Some of the old sections of the library building got damaged during the devastating earthquake in April 2015. It is estimated that more than 40 million is need to repair and rebuild the building.
Soon after the earthquake, the staffs from Nepal army and police, the library staffs and students helped to rearrange the books. As the books were kept in order and library remained open, the flow of readers did not decrease, said Dhungana.
Few years ago, the practice of tearing pages from important books in the library was rife, said librarians. “However, this has been totally discouraged at present,” said librarians. Books that are unreadable are regularly replaced by the library, they said.
As the library has made photocopy facility available, students no longer tear pages from books.
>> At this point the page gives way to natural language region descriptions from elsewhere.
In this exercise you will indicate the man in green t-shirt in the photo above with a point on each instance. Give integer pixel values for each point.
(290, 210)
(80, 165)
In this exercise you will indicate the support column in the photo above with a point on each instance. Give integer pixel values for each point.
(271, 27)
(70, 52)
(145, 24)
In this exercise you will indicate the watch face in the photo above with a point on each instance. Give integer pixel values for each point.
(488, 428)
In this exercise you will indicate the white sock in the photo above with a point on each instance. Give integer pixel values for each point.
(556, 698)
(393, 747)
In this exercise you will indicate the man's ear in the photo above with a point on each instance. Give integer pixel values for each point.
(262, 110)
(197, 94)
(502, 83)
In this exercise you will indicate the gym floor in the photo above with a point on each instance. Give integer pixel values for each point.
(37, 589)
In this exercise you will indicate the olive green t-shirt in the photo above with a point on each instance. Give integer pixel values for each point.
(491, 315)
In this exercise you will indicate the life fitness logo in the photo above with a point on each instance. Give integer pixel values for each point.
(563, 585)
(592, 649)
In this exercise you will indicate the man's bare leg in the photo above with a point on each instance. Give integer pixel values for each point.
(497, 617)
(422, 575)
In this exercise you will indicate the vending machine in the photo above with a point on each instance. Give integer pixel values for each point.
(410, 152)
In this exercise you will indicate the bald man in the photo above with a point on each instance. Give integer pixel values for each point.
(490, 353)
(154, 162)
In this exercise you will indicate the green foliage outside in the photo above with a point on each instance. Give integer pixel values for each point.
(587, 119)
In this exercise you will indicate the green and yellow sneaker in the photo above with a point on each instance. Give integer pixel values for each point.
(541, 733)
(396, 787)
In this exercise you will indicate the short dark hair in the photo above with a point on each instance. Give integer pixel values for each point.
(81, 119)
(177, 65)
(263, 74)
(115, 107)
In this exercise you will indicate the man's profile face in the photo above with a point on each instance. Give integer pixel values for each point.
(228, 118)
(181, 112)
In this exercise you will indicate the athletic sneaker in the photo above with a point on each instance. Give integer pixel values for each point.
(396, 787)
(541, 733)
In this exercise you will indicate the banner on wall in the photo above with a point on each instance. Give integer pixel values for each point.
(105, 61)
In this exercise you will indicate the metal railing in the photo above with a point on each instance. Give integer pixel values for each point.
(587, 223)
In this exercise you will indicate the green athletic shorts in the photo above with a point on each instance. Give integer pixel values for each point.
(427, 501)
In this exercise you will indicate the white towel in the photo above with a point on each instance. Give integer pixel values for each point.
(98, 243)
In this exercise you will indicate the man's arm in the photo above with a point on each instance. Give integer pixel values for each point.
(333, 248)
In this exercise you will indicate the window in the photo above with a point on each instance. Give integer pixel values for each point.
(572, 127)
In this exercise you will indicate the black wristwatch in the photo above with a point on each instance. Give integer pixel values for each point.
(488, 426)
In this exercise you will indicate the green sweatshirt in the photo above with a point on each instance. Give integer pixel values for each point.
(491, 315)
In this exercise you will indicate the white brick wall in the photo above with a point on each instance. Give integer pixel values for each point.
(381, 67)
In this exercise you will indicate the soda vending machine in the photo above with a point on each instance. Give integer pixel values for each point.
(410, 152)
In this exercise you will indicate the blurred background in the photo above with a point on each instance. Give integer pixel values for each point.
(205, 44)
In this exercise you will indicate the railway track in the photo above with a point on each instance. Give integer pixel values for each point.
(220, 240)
In addition, visitors know that they are under CCTV surveillance.
We are planning to add ten more CCTVs and tracking machine to control the loss of books to theft, according to Dhungana, the library head.
“The main goals of the library are to develop it into research library, produce excellence and promote knowledge-based society.”
But in the past few years, the library has failed to update its stocks with new and recent publications.
"The entire periodical section is dumped in the godown due to the lack of bookshelves,” lamented Nil Prasad Pant, assistant professor in the Department of History. Pant has been a regular visitor to the library right since his days as a young student at the TU. “The periodicals and journals section are not updated timely,” he said.
Pant worried about loss of reading habits among young people. "It's a damning trend in the area of knowledge and development," he added.